Department of Pathology and Laboratory Medicine, University of Rochester Medical Center, 601 Elmwood Ave, Rochester, NY 14642, USA.
BMC Gastroenterol. 2012 Oct 18;12:146. doi: 10.1186/1471-230X-12-146.
High expression of Bmi-1, a key regulatory component of the polycomb repressive complex-1, has been associated with many solid and hematologic malignancies including esophageal squamous cell carcinoma. However, little is known about the role of Bmi-1 in esophageal adenocarcinoma. The aim of this study is to investigate the amplification and high expression of Bmi-1 and the associated clinicopathologic characteristics in esophageal adenocarcinoma and squamous cell carcinoma.
The protein expression level of Bmi-1 was detected by immunohistochemistry (IHC) from tissue microarrays (TMA) constructed at the University of Rochester from using tissues accrued between 1997 and 2005. Types of tissues included adenocarcinoma, squamous cell carcinoma and precancerous lesions. Patients' survival data, demographics, histologic diagnoses and tumor staging data were collected. The intensity (0-3) and percentage of Bmi-1 expression on TMA slides were scored by two pathologists. Genomic DNA from 116 esophageal adenocarcinoma was analyzed for copy number aberrations using Affymetrix SNP 6.0 arrays. Fisher exact tests and Kaplan-Meier methods were used to analyze data.

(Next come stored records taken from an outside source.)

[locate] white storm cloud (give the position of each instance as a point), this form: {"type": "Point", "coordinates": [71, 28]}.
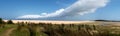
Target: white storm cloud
{"type": "Point", "coordinates": [80, 7]}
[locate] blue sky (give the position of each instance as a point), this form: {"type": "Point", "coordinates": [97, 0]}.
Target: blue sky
{"type": "Point", "coordinates": [10, 9]}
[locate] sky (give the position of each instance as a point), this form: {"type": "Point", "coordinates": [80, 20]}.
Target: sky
{"type": "Point", "coordinates": [60, 9]}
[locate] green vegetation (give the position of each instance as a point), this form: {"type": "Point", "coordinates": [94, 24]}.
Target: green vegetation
{"type": "Point", "coordinates": [48, 29]}
{"type": "Point", "coordinates": [10, 22]}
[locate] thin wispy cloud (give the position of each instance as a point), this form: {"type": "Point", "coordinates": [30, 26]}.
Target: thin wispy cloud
{"type": "Point", "coordinates": [80, 7]}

By IHC, Bmi-1 was focally expressed in the basal layers of almost all esophageal squamous mucosa, which was similar to previous reports in other organs related to stem cells. High Bmi-1 expression significantly increased from squamous epithelium (7%), columnar cell metaplasia (22%), Barrett's esophagus (22%), to low- (45%) and high-grade dysplasia (43%) and adenocarcinoma (37%). The expression level of Bmi-1 was significantly associated with esophageal adenocarcinoma differentiation. In esophageal adenocarcinoma, Bmi-1 amplification was detected by DNA microarray in a low percentage (3%). However, high Bmi-1 expression did not show an association with overall survival in both esophageal adenocarcinoma and squamous cell carcinoma.
This study demonstrates that high expression Bmi-1 is associated with esophageal adenocarcinoma and precancerous lesions, which implies that Bmi-1 plays an important role in early carcinogenesis in esophageal adenocarcinoma.
Bmi-1 是多梳抑制复合物-1 的关键调节成分,其高表达与包括食管鳞状细胞癌在内的许多实体瘤和血液恶性肿瘤有关。然而,关于 Bmi-1 在食管腺癌中的作用知之甚少。本研究旨在探讨 Bmi-1 的扩增和高表达及其与食管腺癌和鳞状细胞癌的临床病理特征的关系。
利用罗切斯特大学于 1997 年至 2005 年间收集的组织构建的组织微阵列(TMA),通过免疫组织化学(IHC)检测 Bmi-1 的蛋白表达水平。组织类型包括腺癌、鳞状细胞癌和癌前病变。收集了患者的生存数据、人口统计学数据、组织学诊断和肿瘤分期数据。两位病理学家对 TMA 切片上 Bmi-1 的表达强度(0-3)和百分比进行了评分。对 116 例食管腺癌的基因组 DNA 进行了 Affymetrix SNP 6.0 芯片分析,以检测拷贝数异常。采用 Fisher 确切检验和 Kaplan-Meier 方法进行数据分析。
通过 IHC,Bmi-1 在几乎所有食管鳞状黏膜的基底细胞层呈局灶性表达,这与其他与干细胞相关的器官的先前报道相似。高 Bmi-1 表达率从鳞状上皮(7%)、柱状细胞化生(22%)、Barrett 食管(22%)逐渐增加到低级别(45%)和高级别(43%)异型增生和腺癌(37%)。Bmi-1 的表达水平与食管腺癌的分化程度显著相关。在食管腺癌中,通过 DNA 微阵列检测到 Bmi-1 扩增的比例较低(3%)。然而,高 Bmi-1 表达与食管腺癌和鳞状细胞癌的总生存率均无关联。
本研究表明,Bmi-1 的高表达与食管腺癌和癌前病变相关,这表明 Bmi-1 在食管腺癌的早期癌变中发挥重要作用。